Pbk, kadın kahramanımız da seninle aynı görüşleri savunuyor zaten. “Çok geç kaldın.” diye anlatmaya çalışıyor tavırlarıyla, kendisini terk edip giden erkeğe. Kapının kilidini değiştirmemesinin nedeniyse, o erkeği beklemek, döndüğünde yoluna güller sermek değil. O’nun, dönecek kadar yüzsüz olmadığına inanıyor sadece. Bunun için de kilidi değiştirmeye gerek duymuyor. Yani, ortada kendi ayakları üzerinde duramadığı için eşinin yaptığı her şeyi sineye çeken, zavallı, aciz bir kadın yok.
ahaha
Rica etsem, biraz daha açabilir misin yorumunu Mascalzone Latino?
yazıyı okurken anahtarla açma mevzusuna bi yorumlama sunayım diyodum, yorumlarda morfik benden önce halletmiş sağolsun
Anahtarla açmaya vurgu yapılmasının sebebi; kapıdan girme teşebbüsünde bulunan şahsın, kapının zilini çalmak yerine o anahtarı kullanmayı tercih etmesine neden olan bazı durumlar yaşanmış olması. Yani adam, o saatlerde eşinin genelde evde olduğunu biliyor ama o eşi öyle bir incitmiş ki, kapıyı çalıp da O’na açtırmak yerine, hırsız gibi gizli saklı girme zorunluluğu hissediyor. O evden içeri girmeye hakkı olmadığını kendisi de içten içe hissedebiliyor çünkü. Ama Morfik’in de belirttiği gibi, anahtara vurgu yapmadan da aynı durumu ifade edebilirdim. Ben böyle ifade etmeyi tercih ettim.
morfik’e açıklamışın zaten banada şahsen açıkladığın için teşekkür ederim. okur istediği gibi anlamakta özgür değilmi? sen illakide hayır öye deyil ben bunu böyle demek istedim dersen tadı kalmaz bu işin gibme geliyor diye düşünüyorum açıkçası, yinede sen bilirsin
açık açık böylemi düşünüyorsun
Sizin yorumlarınıza karşılık vermezsem, saygısızlık etmiş olacağımı düşünüyorum ben. Karşılık veriyorsam da tabii ki inandığım görüşleri savunacağım. Bundan doğal ne olabilir ki Mascalzone Latino?

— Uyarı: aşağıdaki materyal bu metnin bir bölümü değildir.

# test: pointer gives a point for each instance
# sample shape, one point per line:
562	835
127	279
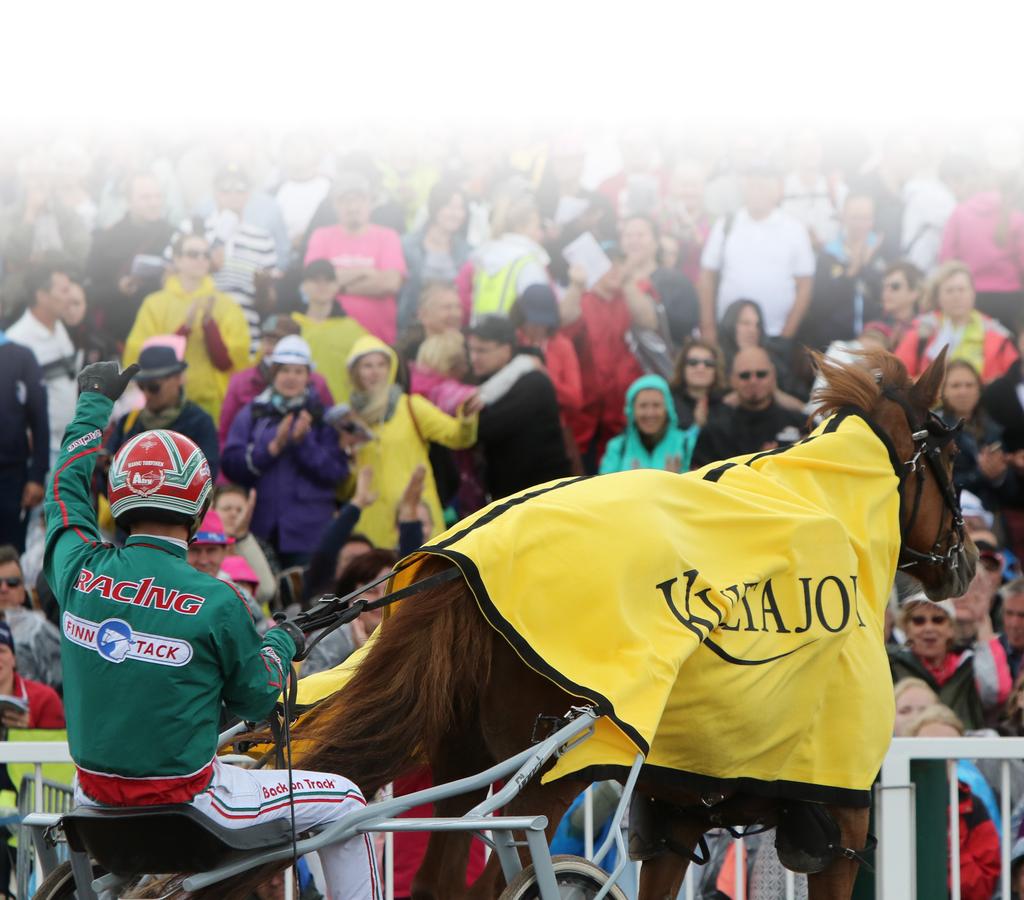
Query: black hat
494	328
539	305
159	361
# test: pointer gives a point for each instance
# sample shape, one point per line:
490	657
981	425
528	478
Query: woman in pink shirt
988	236
368	258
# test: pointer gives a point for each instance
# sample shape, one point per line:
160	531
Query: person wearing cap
536	317
847	285
967	682
281	444
208	552
520	432
402	426
37	705
162	379
435	252
330	333
126	260
248	383
760	252
155	650
243	252
367	258
213	325
597	319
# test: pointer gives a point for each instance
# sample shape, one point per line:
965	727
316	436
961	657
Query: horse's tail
422	676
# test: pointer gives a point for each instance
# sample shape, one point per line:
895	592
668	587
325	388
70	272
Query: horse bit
930	440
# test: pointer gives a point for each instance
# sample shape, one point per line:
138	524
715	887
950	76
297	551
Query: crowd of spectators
370	344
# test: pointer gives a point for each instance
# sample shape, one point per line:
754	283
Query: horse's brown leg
510	702
662	876
544	800
836	883
442	873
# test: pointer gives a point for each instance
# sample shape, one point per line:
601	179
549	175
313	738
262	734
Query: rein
930	437
332	612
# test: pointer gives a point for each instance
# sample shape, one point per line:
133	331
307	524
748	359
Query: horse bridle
930	437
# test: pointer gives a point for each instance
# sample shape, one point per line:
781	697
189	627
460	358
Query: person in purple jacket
280	444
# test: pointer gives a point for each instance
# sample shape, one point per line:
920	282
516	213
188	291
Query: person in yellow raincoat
214	326
401	425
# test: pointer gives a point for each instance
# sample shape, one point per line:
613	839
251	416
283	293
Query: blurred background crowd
373	338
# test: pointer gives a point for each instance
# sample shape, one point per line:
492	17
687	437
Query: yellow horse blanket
727	622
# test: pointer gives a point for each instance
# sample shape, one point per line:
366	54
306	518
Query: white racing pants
239	798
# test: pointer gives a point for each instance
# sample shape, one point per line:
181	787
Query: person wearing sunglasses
38	639
757	422
214	326
162	380
967	682
698	384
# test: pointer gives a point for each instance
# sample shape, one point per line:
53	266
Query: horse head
935	548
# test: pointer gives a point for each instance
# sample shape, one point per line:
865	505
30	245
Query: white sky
173	63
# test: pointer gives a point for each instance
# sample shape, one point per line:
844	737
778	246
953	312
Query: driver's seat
134	841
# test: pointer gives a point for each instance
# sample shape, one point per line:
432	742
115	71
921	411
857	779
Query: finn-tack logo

bende doğallıktan yanayım,
tabiat ana’nın bize verdiğini biz çocuklarımıza bırakabilecekmiyiz peki.herşey öyle güzel yazı yazmak çok kitab okumak ilen olmuyor.lütfen biraz daha duyarlı olabiliriz.

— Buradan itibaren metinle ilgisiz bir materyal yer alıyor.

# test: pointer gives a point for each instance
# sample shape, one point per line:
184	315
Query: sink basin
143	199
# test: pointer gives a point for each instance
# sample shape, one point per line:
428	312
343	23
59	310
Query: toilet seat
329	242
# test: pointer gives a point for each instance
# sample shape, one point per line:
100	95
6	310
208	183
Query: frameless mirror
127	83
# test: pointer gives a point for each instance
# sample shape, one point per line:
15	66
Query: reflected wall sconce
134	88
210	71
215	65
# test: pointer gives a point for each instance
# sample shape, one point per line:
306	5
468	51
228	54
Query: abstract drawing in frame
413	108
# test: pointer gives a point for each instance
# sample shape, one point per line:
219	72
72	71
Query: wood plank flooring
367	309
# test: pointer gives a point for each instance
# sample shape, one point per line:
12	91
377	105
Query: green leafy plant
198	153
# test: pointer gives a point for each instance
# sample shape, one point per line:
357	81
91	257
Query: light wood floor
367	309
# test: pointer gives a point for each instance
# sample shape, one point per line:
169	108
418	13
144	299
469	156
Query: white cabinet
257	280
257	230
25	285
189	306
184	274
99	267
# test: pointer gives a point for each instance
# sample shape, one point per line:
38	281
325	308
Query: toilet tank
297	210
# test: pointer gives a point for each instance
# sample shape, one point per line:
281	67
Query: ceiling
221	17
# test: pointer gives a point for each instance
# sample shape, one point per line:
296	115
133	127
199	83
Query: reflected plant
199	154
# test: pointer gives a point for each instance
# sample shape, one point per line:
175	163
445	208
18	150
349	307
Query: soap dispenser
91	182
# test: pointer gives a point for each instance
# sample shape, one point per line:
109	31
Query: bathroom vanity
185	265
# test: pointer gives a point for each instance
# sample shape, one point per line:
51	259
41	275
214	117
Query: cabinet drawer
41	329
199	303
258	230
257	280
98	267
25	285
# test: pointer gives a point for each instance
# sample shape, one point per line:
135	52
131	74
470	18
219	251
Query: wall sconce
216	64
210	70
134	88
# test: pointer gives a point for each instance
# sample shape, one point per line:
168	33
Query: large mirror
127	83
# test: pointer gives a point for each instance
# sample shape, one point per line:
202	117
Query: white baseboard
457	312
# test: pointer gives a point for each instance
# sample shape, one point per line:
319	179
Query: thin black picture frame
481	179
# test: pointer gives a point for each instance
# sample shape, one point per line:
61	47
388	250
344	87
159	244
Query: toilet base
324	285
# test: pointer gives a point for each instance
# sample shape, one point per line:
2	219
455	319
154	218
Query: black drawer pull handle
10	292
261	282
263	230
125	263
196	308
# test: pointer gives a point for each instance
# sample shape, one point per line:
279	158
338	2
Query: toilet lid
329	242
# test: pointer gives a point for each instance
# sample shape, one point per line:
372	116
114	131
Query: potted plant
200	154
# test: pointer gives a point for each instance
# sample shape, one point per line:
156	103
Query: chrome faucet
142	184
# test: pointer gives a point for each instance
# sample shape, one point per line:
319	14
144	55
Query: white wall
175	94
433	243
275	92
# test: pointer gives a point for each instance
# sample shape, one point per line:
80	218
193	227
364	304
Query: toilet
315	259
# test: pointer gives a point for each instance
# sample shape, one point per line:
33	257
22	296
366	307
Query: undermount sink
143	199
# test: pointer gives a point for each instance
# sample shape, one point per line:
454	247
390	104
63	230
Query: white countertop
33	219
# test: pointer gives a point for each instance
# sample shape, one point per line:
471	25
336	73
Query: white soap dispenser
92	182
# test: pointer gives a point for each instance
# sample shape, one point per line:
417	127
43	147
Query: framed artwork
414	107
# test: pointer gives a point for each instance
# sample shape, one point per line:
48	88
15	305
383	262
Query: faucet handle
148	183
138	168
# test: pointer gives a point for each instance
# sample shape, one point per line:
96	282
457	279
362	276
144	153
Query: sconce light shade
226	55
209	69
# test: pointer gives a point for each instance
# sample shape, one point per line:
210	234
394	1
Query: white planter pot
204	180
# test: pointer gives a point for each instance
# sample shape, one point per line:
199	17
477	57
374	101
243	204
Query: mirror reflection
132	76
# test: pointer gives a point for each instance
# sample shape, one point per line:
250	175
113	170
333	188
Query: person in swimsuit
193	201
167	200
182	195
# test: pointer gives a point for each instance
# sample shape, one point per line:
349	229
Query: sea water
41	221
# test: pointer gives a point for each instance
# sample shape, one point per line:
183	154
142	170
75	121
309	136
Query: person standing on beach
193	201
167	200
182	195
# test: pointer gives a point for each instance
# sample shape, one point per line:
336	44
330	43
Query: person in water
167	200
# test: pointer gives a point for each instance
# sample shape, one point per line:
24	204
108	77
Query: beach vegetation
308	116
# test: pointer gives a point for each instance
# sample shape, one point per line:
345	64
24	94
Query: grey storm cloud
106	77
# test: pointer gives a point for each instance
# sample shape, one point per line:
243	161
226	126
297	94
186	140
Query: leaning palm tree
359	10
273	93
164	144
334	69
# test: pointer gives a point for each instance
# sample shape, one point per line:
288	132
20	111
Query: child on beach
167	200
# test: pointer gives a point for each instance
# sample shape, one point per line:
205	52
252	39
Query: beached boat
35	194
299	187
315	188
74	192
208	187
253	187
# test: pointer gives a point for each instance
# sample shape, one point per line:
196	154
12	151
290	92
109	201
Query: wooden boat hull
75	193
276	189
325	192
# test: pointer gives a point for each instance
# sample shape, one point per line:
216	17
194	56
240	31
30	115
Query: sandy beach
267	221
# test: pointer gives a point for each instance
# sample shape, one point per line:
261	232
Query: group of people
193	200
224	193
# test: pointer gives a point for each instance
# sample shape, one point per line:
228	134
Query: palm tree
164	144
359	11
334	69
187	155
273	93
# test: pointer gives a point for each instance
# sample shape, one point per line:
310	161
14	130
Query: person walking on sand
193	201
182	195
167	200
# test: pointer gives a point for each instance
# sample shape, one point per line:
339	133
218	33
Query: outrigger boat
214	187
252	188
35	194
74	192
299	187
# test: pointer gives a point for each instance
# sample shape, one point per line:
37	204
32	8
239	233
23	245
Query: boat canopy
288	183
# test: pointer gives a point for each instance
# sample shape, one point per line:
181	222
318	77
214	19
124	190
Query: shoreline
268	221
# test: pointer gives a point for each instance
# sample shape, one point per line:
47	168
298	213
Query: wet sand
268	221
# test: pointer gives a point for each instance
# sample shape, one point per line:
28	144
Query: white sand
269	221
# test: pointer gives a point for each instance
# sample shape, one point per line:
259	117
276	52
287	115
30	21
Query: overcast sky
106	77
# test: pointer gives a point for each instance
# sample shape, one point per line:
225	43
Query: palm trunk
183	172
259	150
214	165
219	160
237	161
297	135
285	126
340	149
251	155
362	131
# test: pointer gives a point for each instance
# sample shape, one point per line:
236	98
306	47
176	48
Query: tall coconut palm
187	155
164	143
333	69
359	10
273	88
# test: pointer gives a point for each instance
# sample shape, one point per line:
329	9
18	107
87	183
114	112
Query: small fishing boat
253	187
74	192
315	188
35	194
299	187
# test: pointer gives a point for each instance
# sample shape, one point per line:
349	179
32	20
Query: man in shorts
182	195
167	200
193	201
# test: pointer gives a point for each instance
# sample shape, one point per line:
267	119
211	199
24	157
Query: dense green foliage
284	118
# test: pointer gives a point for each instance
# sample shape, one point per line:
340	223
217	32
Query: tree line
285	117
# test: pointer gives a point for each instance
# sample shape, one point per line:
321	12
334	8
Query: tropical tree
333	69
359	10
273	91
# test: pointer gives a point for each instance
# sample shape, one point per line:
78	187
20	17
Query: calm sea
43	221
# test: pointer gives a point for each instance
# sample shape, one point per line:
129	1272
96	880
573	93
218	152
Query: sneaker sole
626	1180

Anlaştık o zaman. Bir sorun yok.
Yazı yazıp okuyarak da tabiat anayla barışık olamaz mıyız Onnupro? Biri diğerini engellemiyor ki! Mesela, şöyle bir sahne getir gözlerinin önüne. Hava ne çok sıcak, ne soğuk, tam kıvamında. Bir ağaca yaslanmış, oturuyorsun. Dizlerinin üzerinde Peyami Safa’nın bir kitabı. Sayfalar hafif bir esintiyle dalgalanıyor. Bu sahnede hem edebiyat var, hem de doğa. İkisi arasında en küçük bir uyuşmazlık görebiliyor musun?
abzulutli
o kitabın sayfaları için milyonlarca ağaç kesiliyor ve zataliniz buna uyum mu diyorsunuz.vallahi pes.

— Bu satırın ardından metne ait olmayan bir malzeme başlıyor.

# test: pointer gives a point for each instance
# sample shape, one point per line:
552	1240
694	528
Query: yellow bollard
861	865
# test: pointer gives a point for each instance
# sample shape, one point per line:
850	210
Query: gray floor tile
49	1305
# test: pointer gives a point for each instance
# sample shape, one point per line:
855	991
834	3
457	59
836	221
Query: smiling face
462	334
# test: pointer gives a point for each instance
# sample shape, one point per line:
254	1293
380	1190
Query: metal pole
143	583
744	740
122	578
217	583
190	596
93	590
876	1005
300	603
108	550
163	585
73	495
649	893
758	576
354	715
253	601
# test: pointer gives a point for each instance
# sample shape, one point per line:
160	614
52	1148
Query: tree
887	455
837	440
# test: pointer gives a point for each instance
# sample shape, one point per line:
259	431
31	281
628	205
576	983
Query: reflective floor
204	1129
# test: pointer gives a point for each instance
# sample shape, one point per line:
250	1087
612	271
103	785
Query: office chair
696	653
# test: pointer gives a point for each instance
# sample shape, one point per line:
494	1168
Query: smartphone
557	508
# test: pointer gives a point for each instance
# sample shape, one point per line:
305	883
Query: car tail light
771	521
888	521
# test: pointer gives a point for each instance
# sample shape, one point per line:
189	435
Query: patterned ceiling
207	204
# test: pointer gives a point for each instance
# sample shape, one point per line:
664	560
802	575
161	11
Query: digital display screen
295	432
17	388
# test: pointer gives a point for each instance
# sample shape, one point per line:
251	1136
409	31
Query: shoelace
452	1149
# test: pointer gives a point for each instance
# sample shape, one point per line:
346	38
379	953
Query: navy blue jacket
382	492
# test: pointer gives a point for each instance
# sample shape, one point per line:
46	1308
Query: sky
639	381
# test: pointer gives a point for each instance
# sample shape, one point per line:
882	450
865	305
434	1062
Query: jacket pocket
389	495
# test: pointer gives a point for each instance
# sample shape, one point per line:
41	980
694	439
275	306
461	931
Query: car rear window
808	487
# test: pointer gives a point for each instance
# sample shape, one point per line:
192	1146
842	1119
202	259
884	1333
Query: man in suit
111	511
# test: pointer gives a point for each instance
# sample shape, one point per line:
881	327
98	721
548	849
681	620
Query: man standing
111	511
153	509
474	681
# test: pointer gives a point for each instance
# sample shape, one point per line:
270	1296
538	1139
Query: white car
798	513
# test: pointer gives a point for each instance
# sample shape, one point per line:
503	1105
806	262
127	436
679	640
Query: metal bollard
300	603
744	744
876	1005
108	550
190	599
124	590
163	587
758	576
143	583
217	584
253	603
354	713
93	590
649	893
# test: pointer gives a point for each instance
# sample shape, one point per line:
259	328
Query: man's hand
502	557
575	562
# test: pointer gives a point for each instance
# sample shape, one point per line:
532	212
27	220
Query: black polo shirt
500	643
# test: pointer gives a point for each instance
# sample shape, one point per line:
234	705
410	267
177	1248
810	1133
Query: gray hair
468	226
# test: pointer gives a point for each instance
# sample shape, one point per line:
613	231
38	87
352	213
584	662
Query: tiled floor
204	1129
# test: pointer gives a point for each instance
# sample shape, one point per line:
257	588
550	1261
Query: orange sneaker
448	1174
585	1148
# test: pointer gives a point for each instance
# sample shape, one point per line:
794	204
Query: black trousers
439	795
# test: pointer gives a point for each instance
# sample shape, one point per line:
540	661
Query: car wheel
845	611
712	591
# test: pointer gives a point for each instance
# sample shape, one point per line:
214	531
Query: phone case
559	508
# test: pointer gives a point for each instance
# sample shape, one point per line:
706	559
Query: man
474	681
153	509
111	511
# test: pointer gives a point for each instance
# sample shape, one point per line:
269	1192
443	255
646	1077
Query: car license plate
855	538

Siz o inşaatları yaparken ne kadar ağaç kesiliyor peki? Tabiat anayla barışık olmak için tek bir bina bile dikmeyelim o zaman. Çadırlarda, doğayla iç içe güzel güzel yaşayalım.
ben inşaat sektörü ile tabiat ana barışık demiyorum ki.o yüzdende bize serbest.
iyi de sırf kitabın sayfaları hafif bir esintide dalgalansın diye ağaca yaslanıp oturmak için illa da peyami safa nın bir kitabı mı olması gerekiyor, mesela elif şafak kitabının yaprakları daha güzel dalgalanır gibime geliyor bence
Onnupro, “inşaat sektörü tabiat anayla barışık” demiyor olabilirsin. Ama kendinin barışık olduğunu ifade etmeye çalışıyorsun. Öyleyse, madem bazı zaruri ihtiyaçlar için ağaçların kesilmesini tabiat anaya saygısızlık olarak görüyorsun – ki ben kesinlikle öyle görmüyorum- neden inşaat sektöründe çalışıyorsun? Hadi, zorunluluktan çalışıyorsun diyelim, kitap okumayı neden karalıyorsun o zaman? Çünkü bana göre bir hayatı yaşamaya değer kılan en olmazsa olmaz şeylerden biridir okumak. Sen nasıl ki yaşamsal ihtiyaçlarını karşılamak için ağaçların kesilmesini gerktiren bir işte çalışmak zorunda kalıyorsan, ben de yaşamak için okumak zorundayım. Bunun tabiata düşmanlıkla en küçük bir bağlantısı olduğunu da düşünmüyorum.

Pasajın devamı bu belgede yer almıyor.